The invoices are semi-structured, the volume justifies the investment, and the errors are recurring and well-understood. This is the kind of problem IDP was built for. It doesn't need novel model research.
- 01
Pull a representative sample of 200 invoices from the last 90 days. Anything below 300 DPI or rotated incorrectly gets rejected. If the scan process is the bottleneck, that's where the first week of work goes.
- 02
Run a one-day workshop with finance, AP, and procurement to write down what each field means in plain language. "Invoice number" is whichever value flows into column X of the ERP. If a supplier prints two of them, the workshop decides which one wins and writes the decision down before any modelling starts.
- 03
Document the target schema in the ERP and run one record end-to-end (extracted → ERP write → reconciled) before training anything. About half of failed IDP projects fail in the integration layer, not the extraction layer, so it's the first place to look.
- 04
Set a per-field confidence threshold (the model's self-reported confidence in each extraction, distinct from the per-field accuracy measured against ground truth in the success criterion below); the default starting point is 0.85, calibrated downstream as the reviewer queue settles. Fields above the threshold pass straight through. Fields below it queue for human review until the model has learned enough to clear them on its own.
- 05
Write the success criterion in the SOW before any code: ≥90% straight-through accuracy on a 200-document holdout, measured by week 3. Miss the target and the production phase doesn't happen.
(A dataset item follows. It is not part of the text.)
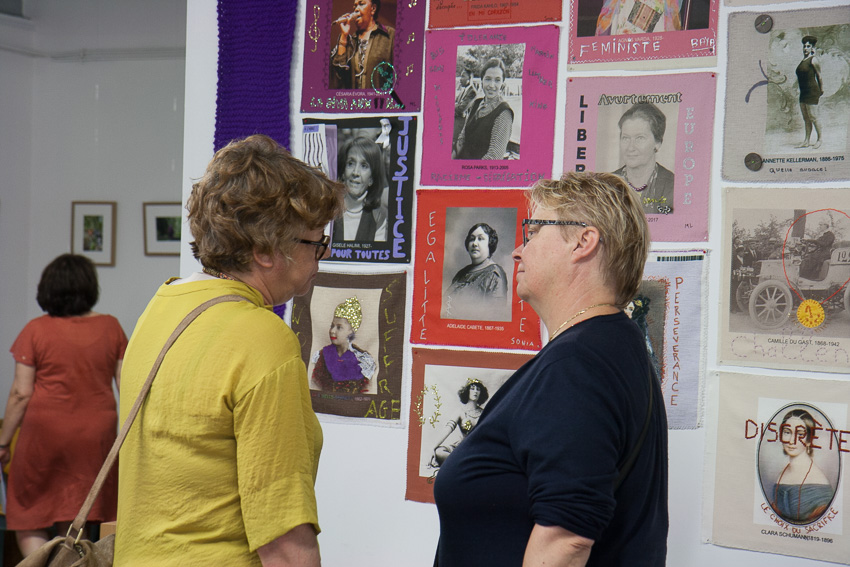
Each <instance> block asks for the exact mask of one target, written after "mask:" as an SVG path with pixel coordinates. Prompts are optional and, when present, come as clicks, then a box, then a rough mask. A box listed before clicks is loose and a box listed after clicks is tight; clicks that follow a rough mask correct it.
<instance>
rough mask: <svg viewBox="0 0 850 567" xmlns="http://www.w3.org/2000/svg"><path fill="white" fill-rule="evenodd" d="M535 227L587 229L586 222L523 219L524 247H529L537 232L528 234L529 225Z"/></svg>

≥90% per-field accuracy on a 200-document holdout, with low-confidence routing in place. Measured at week 3.
Pilot: 3 weeks. Production handover: 4–6 weeks.
Not every document category clears 90%. Handwritten remittance advice, fax-quality scans, and multi-page composite documents tend to land below threshold and stay there. They need human-in-the-loop review indefinitely. We'll flag those categories by week 2, not at the end.